The most immediately serious result of this comment by the Chelyabinsk official has been to give new prominence to incidents of inter-ethnic conflict in military units over the last two decades and to promote more generally anti-Caucasian attitudes, with the Folksland.net article cited above entitled “The Russian Army is Being Transformed into a Jamaat.”
Now, the North Caucasians are responding. Vladimir Telnov, the military commissar of Karachayevo-Cherkessia, for example, says that “those born in the Caucasus are also citizens of Russia, just like all others and therefore must fulfill their holy obligation before the motherland” (www.kavkaz-uzel.ru/articles/184668/).
“Residents of the Caucasus have always served, and in the tsarist, Soviet and Russian army, they have served well. Among them have been many gifted military men,” and as far as men from his republic are concerned, Telnov reports, “there have not been any problems in this regard.”
“For example, in the past year from Karachayevo-Cherkessia,” he continues, representatives of 27 nationalities were called into the army, and there was not a singl negative report about any of them,” a reflection of good preparation and not of any ethnic specificity or diversity.
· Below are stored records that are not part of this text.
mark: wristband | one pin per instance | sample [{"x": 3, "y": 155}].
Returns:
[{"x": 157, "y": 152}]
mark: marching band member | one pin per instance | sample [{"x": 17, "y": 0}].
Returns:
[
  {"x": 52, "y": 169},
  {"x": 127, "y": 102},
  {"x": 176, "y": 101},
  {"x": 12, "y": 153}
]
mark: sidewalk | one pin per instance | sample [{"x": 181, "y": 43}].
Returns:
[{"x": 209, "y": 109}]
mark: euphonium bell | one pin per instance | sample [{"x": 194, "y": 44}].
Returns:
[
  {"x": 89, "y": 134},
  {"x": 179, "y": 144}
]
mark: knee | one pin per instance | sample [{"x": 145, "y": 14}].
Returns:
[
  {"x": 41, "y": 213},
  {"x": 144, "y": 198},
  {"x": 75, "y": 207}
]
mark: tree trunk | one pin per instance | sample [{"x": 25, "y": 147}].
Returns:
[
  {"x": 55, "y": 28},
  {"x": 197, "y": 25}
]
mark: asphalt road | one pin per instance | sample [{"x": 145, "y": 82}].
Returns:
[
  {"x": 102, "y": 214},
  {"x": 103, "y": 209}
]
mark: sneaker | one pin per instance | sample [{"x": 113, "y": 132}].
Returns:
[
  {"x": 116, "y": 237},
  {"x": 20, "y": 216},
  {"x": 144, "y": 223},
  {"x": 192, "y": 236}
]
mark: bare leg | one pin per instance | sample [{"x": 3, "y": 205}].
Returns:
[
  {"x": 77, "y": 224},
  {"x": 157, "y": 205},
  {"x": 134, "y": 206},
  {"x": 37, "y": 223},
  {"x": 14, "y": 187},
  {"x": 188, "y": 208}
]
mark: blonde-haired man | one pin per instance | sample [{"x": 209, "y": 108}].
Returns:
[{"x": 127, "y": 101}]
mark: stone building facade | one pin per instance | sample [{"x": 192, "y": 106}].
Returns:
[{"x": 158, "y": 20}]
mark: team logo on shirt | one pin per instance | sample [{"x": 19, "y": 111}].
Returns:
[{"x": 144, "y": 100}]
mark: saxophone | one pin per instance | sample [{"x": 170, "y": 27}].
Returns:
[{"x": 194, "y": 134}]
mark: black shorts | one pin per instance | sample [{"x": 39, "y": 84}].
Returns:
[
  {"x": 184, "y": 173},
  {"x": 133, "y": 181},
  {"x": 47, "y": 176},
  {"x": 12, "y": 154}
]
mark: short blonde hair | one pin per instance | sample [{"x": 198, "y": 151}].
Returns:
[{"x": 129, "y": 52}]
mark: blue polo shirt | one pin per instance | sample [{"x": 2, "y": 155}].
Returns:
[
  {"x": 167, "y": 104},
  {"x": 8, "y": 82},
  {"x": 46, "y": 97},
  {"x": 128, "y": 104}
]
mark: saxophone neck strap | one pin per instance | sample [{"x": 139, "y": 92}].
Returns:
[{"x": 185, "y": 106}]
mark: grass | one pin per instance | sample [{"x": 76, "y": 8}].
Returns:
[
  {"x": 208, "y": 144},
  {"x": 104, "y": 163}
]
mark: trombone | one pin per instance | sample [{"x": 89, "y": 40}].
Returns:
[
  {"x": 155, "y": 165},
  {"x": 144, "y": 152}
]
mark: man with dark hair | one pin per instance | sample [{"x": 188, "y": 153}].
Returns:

Arsen Dzhashakkuyev, a resident of Cherkessk, added that in his view, “the declaration that residents of the Caucasus will not be drafted is the latest example of the enflaming of inter-ethnic relations. They have served in all times and distinguished themselves by the qualities needed for this.”
What possible sense, he asks rhetorically, is there any reason to discuss this in ethnic terms?
Another Cherkessk resident, Oleg Gordienko, points out that “dedovshchina and disorders will flourish wherever there is inappropriate ctions by the officers. If the officers fulfill their responsibilities as they should, then as a reul there will not be a basis for violations of the military code of behavior,” including ethnically based dedovshchina.
In short, the statement by the Chelyabinsk officer, even though it almost certainly was a trial balloon or based on a misunderstanding of a Moscow order, has had the effect of worsening rather than improving inter-ethnic relations within the military and indeed within Russian society as a whole.